After promising the greatest reform of the nation’s payment infrastructure since the early days of the internet, Australia will take the next step toward regulating bitcoin.
Since 2018, more than 800,000 Australians have invested in cryptocurrencies. Survey data suggested up to one quarter of Australians had used cryptocurrency. Although the acquisition and trade of virtual assets in Australia is still mostly unregulated that, according to Financial Services Minister Jane Hume, is going to change.
Under the proposed revisions, a cryptocurrency taxation system, investor protections from unscrupulous dealers, and methods of regulating digital banks, crypto exchanges, and brokers are all on the table.
“The government can’t guarantee your crypto any more than it can guarantee a painting or a share in a company, and nor should it but we can make sure Australian exchanges, custodians and brokers – Australian players in the crypto ecosystem – work within a regulatory framework that is better, safer and more secure.” Financial Services Minister Jane Hume said on Sunday.
In December, Federal Treasurer Josh Frydenberg announced that the Morrison government would seek to make the most significant changes to the sector in 25 years.
Senator Andrew Bragg’s parliamentary study into the sector, which found Australia’s current regulations were unfit for purpose, will be incorporated into the reforms.
The government will issue three major documents on Monday as it begins consultations with industry, with the goal of implementing many of the reforms by the end of the year.
The reforms announced will modernize the rules governing how Australians transact every day, including through new forms of payment like Digital Wallets and Buy Now Pay Later.

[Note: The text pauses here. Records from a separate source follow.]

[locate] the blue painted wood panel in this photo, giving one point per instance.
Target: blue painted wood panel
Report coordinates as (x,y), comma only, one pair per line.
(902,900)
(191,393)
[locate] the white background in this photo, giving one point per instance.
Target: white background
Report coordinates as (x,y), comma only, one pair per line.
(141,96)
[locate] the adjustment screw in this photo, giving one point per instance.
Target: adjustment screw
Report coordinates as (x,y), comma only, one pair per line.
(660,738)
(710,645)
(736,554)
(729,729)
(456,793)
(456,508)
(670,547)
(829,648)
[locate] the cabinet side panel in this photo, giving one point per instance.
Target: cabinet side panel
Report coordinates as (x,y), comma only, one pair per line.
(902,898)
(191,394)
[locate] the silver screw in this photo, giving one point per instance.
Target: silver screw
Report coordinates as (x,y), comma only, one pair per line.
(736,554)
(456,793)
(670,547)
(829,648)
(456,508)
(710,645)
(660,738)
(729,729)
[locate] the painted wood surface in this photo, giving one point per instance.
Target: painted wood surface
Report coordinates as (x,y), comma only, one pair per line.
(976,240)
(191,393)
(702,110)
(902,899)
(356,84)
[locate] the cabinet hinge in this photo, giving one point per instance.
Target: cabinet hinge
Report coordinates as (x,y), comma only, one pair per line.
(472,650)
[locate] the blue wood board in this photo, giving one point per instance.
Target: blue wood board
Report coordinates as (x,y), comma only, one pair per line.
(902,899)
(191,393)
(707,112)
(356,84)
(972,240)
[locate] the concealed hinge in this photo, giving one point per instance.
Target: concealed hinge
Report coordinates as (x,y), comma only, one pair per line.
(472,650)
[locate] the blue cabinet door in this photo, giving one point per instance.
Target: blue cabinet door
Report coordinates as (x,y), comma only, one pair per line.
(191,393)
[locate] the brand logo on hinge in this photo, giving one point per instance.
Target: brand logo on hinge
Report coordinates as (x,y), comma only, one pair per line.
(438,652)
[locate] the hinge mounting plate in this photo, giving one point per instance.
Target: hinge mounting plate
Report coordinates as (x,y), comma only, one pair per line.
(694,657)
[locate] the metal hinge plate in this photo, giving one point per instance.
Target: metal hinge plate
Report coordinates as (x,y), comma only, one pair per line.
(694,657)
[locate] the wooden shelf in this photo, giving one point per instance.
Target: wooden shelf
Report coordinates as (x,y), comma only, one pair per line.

The reforms also aim to give Australian’s confidence that businesses they engage with to buy, sell or hold digital assets like crypto are subject to appropriate oversight and licensing arrangements.
As part of these reforms, the Australian Government will also investigate the feasibility of a Central Bank Digital Currency and seek to address the complex issue of de-banking.
Through the reforms, the government will improve regulatory certainty for businesses, better protect consumers and investors and support competition by making it easier for innovative new entrants.
The changes represent “the most significant reforms to our payments system in 25 years”, the Treasurer said and will prevent rules being dictated by big tech and foreign governments.
“It is how we will capitalize on the opportunity for Australia to lead the world in this emerging and fast-growing area which has almost endless potential applications.”
The government’s proposals have been informed by three major reviews into Australia’s current regulatory framework; the Review of the Australian Payments System, the Senate Committee Australia as a Technology and Financial Centre Final Report, and the Parliamentary Joint Committee Corporations and Financial Services report: Mobile Payment and Digital Wallet Financial Services.
These studies found that Australia’s payment system framework needs to be modernized to help drive innovation and spur competition, and that if it isn’t, Australian consumers and businesses will increasingly transact in largely unregulated environments, with any rules set by foreign governments and large multinational corporations.
The government is responding to all 41 recommendations from the three reviews, focusing on centralizing management of the payments system, including greater powers for the Treasurer to formulate payment policy and fundamental reform to strengthen business and consumer protections.
A paper requesting industry input on approaches to developing a licensing and custody framework for digital assets is one of these documents.
Treasury had been considering requiring cryptocurrency exchanges to retain the assets of Australian investors onshore as part of this custody scheme — with limited exceptions.
The Australian Competition and Consumer Commission and the Council of Financial Regulators (CFR) have been entrusted with investigating “de-banking” in the digital arena of fintech.
When a bank refuses to offer or continue to supply a banking service to a customer, the practice might have serious ramifications.
When the CFR meets again on Friday, it will debate measures to address fintech de-banking before presenting a final paper to the government in June.
The Board of Taxation (BoT) will assess an appropriate policy framework for the taxation of digital transactions and assets in Australia by the end of this year and report to the government.